Alors que, blessée par ses paroles, Meryl était sur le point de demander à Béatrice s'il s'agissait vraiment de ses pensées, des cris les interrompirent et aussitôt, un infirmier se précipita dans la salle, suivi d'autres personnes qui faisaient léviter un corps inerte jusqu'à un lit. Meryl regarda. Il s'agissait du soldat qu'elle avait rencontré le premier jour, et il était salement blessé à la tête.
« C'est Jade qui l'a amené là. Il faut agir vite fait. Meryl, on a besoin de toi ! »
A l'appel de son nom, la jeune fille s'avança, le cœur battant, et observa la forme allongée sur le lit d'infirmerie. Le jeune homme semblait paisible. Son visage était d'une pâleur inquiétante et du sang coulait de la plaie qu'il avait à la tête. Sous les injonctions de ses collègues, la jeune fille retint son souffle et apposa une main au-dessus de la blessure.
« Une suffit, je pense » expliqua t-elle, à ses camarades étonnés.
Puis elle ferma les yeux et fit le vide dans son esprit. L'esprit de compassion étant bien présent, il ne fallait pas le chercher, et une chaleur se fit ressentir à travers tout son corps jusqu'à sa main, d'où s'échappait l'énergie bienfaitrice. Meryl ignorait si ce pouvoir lui avait été donné en échange d'une autre chose équivalente, mais autant s'en servir à bon escient. Lorsqu'elle ouvrit les yeux et retira sa main, la plaie avait disparu, mais le jeune homme était toujours inconscient.
« Génial, c'est notre tour maintenant, dit un infirmier, en poussant Meryl sur le côté. Avec un peu de chance on pourra le renvoyer au combat. »
Voyant qu'on n'avait plus besoin d'elle, la jeune fille s'éloigna et rejoignit Béatrice qui, avec les autres, sélectionnait les potions les plus appropriées pour ce genre de blessure.

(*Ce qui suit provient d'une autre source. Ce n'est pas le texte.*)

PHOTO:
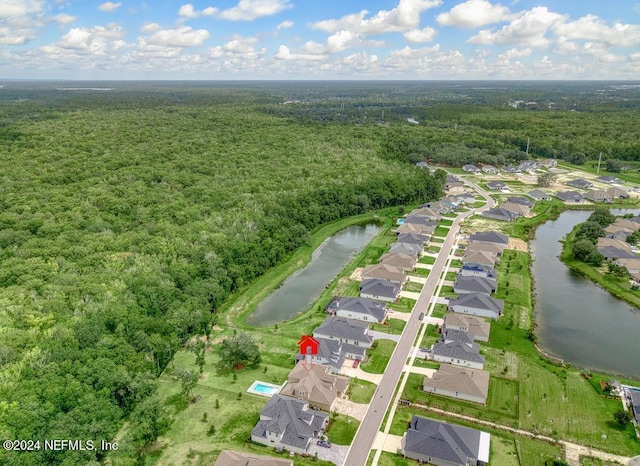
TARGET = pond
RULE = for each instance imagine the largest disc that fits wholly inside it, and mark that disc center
(577, 320)
(304, 286)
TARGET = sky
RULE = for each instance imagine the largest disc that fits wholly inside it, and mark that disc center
(320, 39)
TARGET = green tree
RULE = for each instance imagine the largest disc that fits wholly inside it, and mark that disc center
(238, 352)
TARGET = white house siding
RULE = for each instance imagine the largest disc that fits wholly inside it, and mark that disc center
(475, 311)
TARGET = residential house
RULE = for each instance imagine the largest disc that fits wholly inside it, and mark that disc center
(521, 201)
(498, 213)
(459, 382)
(611, 253)
(415, 219)
(452, 182)
(458, 353)
(443, 444)
(479, 270)
(363, 309)
(494, 249)
(571, 197)
(349, 331)
(609, 179)
(481, 258)
(415, 228)
(382, 290)
(477, 304)
(490, 237)
(471, 284)
(597, 195)
(316, 385)
(405, 262)
(236, 458)
(428, 213)
(466, 198)
(616, 243)
(406, 248)
(412, 238)
(632, 265)
(386, 272)
(511, 169)
(477, 327)
(496, 185)
(516, 209)
(290, 424)
(617, 193)
(539, 195)
(579, 183)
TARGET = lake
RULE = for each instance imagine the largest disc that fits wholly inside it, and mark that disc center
(577, 320)
(304, 286)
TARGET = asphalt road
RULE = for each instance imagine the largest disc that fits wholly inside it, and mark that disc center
(370, 425)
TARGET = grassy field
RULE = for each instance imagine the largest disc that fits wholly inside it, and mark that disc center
(361, 391)
(379, 355)
(391, 326)
(342, 429)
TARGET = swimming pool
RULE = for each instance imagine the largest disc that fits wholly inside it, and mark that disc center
(263, 388)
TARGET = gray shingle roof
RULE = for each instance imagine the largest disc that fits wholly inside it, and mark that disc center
(446, 442)
(479, 301)
(474, 284)
(379, 287)
(458, 350)
(490, 237)
(361, 305)
(290, 417)
(339, 327)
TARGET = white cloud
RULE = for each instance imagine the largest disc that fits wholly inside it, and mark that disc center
(150, 27)
(248, 10)
(183, 36)
(473, 13)
(13, 8)
(64, 18)
(285, 54)
(97, 40)
(188, 11)
(591, 27)
(417, 36)
(528, 30)
(285, 25)
(109, 7)
(404, 17)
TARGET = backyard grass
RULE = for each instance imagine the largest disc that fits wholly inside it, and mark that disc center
(378, 356)
(341, 429)
(403, 305)
(361, 391)
(391, 326)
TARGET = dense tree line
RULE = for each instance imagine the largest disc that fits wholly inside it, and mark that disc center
(126, 222)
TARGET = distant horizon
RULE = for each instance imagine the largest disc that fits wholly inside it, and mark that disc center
(286, 40)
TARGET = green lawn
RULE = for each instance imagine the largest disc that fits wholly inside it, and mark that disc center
(361, 391)
(403, 305)
(391, 326)
(415, 286)
(378, 356)
(341, 429)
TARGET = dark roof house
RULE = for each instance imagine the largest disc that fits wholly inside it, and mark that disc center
(440, 443)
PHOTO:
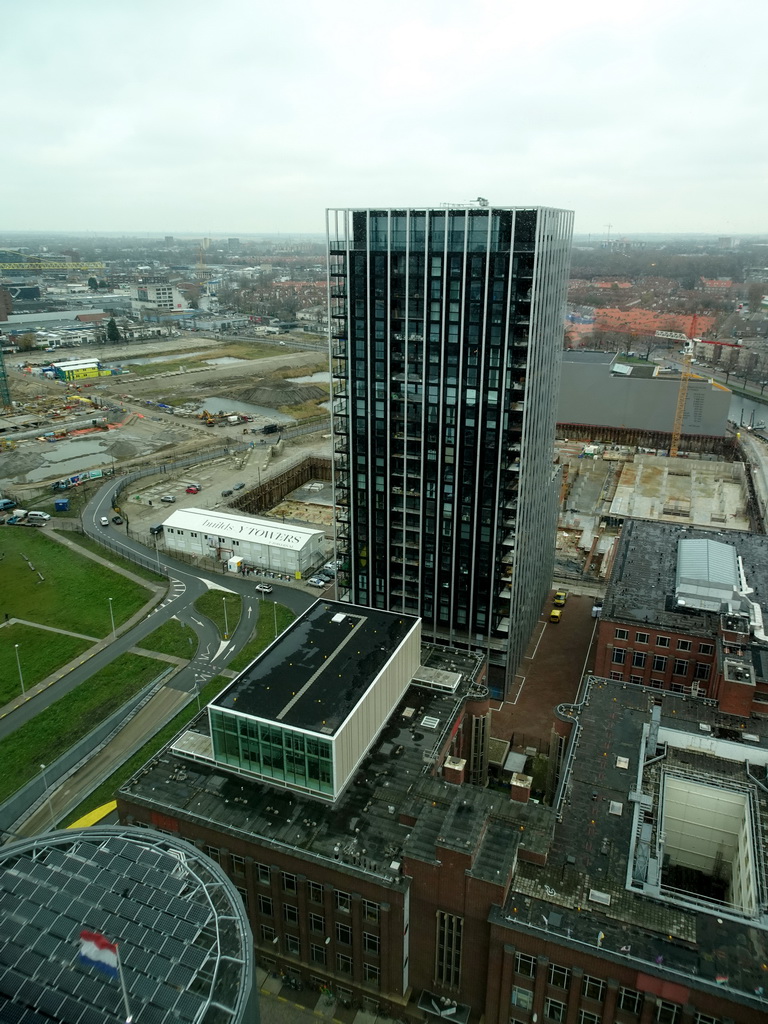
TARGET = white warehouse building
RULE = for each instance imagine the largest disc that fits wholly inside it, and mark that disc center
(261, 543)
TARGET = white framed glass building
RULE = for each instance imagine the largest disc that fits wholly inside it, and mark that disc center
(446, 329)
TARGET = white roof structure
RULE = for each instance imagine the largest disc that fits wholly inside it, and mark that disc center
(242, 527)
(707, 573)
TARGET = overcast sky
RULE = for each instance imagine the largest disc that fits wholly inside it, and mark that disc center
(243, 116)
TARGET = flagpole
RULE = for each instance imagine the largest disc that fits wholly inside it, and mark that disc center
(128, 1014)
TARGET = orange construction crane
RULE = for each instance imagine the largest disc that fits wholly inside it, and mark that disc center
(685, 376)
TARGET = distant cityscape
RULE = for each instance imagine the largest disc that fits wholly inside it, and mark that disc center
(486, 733)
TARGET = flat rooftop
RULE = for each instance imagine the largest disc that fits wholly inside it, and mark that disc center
(242, 527)
(315, 673)
(582, 891)
(643, 580)
(688, 492)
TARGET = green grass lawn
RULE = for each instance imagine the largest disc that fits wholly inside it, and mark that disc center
(105, 792)
(58, 727)
(212, 605)
(40, 652)
(124, 563)
(263, 634)
(172, 638)
(76, 591)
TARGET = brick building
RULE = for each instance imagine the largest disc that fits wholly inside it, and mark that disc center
(409, 885)
(684, 611)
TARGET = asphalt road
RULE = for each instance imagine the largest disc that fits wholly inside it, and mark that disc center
(211, 656)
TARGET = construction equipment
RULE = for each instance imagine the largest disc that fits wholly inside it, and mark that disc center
(685, 376)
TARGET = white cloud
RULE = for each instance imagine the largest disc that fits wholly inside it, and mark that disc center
(244, 117)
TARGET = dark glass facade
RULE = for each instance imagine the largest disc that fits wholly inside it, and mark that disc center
(446, 332)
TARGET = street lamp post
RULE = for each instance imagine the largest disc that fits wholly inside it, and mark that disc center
(47, 795)
(20, 677)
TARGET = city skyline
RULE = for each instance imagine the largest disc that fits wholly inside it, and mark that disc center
(178, 119)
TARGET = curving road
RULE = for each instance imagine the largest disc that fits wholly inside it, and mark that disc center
(186, 584)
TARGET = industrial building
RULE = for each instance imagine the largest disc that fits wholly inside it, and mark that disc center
(260, 544)
(600, 390)
(446, 335)
(684, 610)
(183, 941)
(419, 891)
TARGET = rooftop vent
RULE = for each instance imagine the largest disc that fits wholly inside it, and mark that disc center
(597, 897)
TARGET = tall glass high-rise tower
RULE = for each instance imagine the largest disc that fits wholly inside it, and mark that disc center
(446, 331)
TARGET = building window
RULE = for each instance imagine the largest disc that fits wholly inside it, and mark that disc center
(371, 975)
(449, 948)
(593, 988)
(525, 965)
(343, 964)
(630, 999)
(521, 997)
(370, 910)
(668, 1013)
(554, 1010)
(559, 977)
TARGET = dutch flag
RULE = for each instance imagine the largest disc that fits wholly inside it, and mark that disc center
(98, 951)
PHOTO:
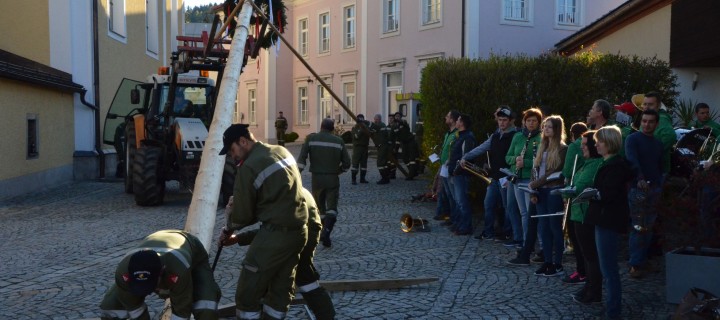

« Belle performance. Tu es assez unique en ton genre » la complimenta celle-ci, sans tourner la tête.
Meryl fixa le vide. Chaque instant, elle avait hésité à tout avouer à son amie, mais à présent, elle sentait que cela lui serait préjudiciable.
Les blessés venaient, encore et toujours, et la tâche devenait plus rude. Meryl guérissait jusqu'à l'épuisement, et manquait s'évanouir après chaque passage à l'acte. Elle sentait que ce pouvoir la rongeait et lui drainait son énergie, mais elle n'osait pas le dire. Elle voulait toujours aider un peu plus. Grâce à elle, les soldats guéris revenaient au combat plus en forme que jamais. Son pouvoir leur procurait une autre force.
Enfin, alors qu'à l'intérieur les soigneurs ignoraient totalement ce qu'il se déroulait dans le monde extérieur, la porte s'ouvrit sur Jade qui cria à l'assemblée réunie.
« Ils font exploser les bâtiments. Il faut évacuer d'ici, il s'agit de leur prochaine cible. »
Chacun était paniqué. L'infirmerie avait résisté à bien des assauts. Ce n'était jamais la cible privilégiée des Rebelles. Mais là, la chose était grave : détruire un tel lieu, c'était couper la circulation et anéantir toutes les chances de ravitailler l'armée. Il fallait empêcher cela à tout prix.
« Mais alors, il faut protéger cet endroit ! dit Cora, ayant pâli à l'annonce.
-Je ne pense pas que même avec ça on va parvenir à le garder sauf. Il faut prendre tout ce qu'on a avec nous et fuir les lieux. Vous voulez que la moitié de l'équipe meure ?
-D'accord, murmura doucement Cora. Dans ce cas, embarquez tout le matériel et les malades. Il faut trouver un autre endroit plus sûr.
-Mais ce bâtiment est protégé par des sortilèges, non ?
-J'ai vu des dortoirs tomber en miettes, figure-toi, grinça Jade, en fixant l'infirmier qui avait prononcé ces paroles. Ces gens ont eu l'occasion de tester l'efficacité de ces sorts la dernière fois et sûrement qu'ils ont élaboré un moyen de les contrer. Allez, vite ! »
La jeune fille brune disparut de l'embrasure de la porte, et chacun s'activa, transportant les blessés ou les fioles de potions. On demanda à Meryl de se mettre à l'abri quelque part ; son don était trop précieux pour qu'on se permît de la perdre. Elle obéit, malgré l'épuisement qui l'assaillait et manquait la faire s'évanouir à tout instant. Dehors, le ciel était toujours aussi gris. On apercevait plusieurs jets de lumière venant d'en haut ; le combat se déroulait en surface, et la foudre frappait vivement. Les barrières de protection faisaient bénéficier d'une certaine chance de survie, mais pour combien de temps encore ? Elles semblaient sur le point de céder, d'après ce qu'avait dit Jade…
« Je pense qu'on n'a pas le choix, dit Béatrice, en sortant. On ferait bien d'aller directement sur le champ de bataille apporter notre aide.
-Mais tu es folle ? On va se faire tuer à coup sûr du premier coup !
-Oui, mais ça évitera de nous réunir dans un même endroit et d'être une cible de choix pour nos ennemis, pas vrai ?
-Vos vies sont trop précieuses, trancha Cora. Ta proposition est pertinente, Béatrice, mais je ne veux pas que vous risquiez vos vies. Certains d'entre vous ici savent à peine se battre en duel. Ce serait du suicide. »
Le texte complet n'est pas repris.